Closer ties between town and gown, industry and academe, have the added benefit of creating more chances for students to land internships, research posts and eventually jobs with the connected companies.

In his new roles as president of Marquette University, Lovell is already signaling that he will move MU from a teaching school to a larger role as a mover and shaker in the economy. Lovell is the right leader to bring together the public universities in the region and the private colleges, which account for more than half of the region’s graduates.

Mark Mone, interim UWM chancellor, is following the strategic game plan laid out by Lovell and the two chancellors before him and therefore should probably get the nod as permanent chancellor. It would be tragic to lose the momentum that UWM has generated over the last decade. A new chancellor from the outside might have different ideas.

The M7 region might as well get used to the reality that it is not going to get much help on the demand side from the flagship of the UW System, UW – Madison. It needs UWM to be a second flagship university, much as Michigan State operates in relation to the University of Michigan.

That role could be made much more pronounced if the five UW campuses in the M7 region (UWM, UW – Whitewater, UW – Parkside, UW – Washington County and UW – Waukesha) were tied into a single powerhouse institution. Each campus could each carve out strategic roles in the larger combination. UW – Whitewater, for example, could lead in the accounting disciplines, where it has undisputed expertise and national stature.

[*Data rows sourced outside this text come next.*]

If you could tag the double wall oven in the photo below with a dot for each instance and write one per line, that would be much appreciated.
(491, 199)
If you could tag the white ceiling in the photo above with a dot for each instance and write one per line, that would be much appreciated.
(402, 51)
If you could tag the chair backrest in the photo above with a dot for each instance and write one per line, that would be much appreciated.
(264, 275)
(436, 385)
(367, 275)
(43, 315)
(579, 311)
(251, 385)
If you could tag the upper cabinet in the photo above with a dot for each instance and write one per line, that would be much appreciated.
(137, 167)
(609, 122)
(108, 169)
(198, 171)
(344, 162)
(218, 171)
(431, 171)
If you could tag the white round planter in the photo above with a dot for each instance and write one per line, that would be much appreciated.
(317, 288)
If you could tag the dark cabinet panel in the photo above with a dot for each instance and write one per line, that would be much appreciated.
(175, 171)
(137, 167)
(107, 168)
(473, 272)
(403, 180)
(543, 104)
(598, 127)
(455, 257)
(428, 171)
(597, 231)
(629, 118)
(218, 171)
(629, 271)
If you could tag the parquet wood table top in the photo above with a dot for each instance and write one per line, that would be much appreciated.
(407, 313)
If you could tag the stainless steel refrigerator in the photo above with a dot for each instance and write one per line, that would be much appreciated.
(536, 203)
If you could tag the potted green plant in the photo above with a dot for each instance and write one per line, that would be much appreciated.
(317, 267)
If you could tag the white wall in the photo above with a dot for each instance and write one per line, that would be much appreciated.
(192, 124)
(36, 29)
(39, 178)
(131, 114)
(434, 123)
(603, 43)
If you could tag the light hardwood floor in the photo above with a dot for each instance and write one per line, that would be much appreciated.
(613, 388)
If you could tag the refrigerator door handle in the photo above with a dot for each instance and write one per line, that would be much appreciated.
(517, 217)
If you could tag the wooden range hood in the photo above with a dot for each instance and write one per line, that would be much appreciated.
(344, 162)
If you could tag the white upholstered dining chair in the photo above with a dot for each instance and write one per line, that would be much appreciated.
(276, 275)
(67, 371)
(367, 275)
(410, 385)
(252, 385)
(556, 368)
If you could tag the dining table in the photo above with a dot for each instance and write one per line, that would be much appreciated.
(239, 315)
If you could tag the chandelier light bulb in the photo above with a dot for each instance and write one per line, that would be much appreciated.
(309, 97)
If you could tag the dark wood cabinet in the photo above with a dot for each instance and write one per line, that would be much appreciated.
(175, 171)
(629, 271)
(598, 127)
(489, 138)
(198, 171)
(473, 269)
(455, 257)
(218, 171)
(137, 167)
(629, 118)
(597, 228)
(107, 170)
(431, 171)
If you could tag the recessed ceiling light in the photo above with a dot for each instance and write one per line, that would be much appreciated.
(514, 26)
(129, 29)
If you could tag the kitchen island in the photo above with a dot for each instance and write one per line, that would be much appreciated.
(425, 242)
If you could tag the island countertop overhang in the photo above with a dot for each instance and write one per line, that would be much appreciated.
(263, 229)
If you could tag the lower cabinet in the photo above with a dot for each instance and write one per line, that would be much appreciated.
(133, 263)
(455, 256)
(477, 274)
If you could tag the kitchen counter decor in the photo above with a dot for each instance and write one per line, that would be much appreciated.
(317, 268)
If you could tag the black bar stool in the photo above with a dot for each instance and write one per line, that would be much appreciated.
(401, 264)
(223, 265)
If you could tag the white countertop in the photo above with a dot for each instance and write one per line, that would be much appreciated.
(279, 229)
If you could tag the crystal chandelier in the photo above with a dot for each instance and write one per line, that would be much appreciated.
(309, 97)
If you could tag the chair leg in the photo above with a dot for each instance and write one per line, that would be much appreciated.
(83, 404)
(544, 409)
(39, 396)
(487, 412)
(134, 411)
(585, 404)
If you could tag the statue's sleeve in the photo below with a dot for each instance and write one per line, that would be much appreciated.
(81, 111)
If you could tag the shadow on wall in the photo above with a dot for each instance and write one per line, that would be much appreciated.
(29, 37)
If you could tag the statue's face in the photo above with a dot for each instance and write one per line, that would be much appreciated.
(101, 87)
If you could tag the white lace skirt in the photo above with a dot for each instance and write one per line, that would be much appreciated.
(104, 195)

Such a merger, in alliance with MU and the seven other private colleges in the region, could be a magnet for even more R&D dollars from the federal government and industry.

Together, they might even help with drawing a federal institute or two to the Milwaukee area. Such R&D centers are major economic engines, and we only have only one small one in the whole state.

The end game for the state and region is expansions of technology intensive companies and the launch of lots of high growth startups. That ‘s where Wisconsin can generate the hot new jobs that could reverse the debilitating brain drain.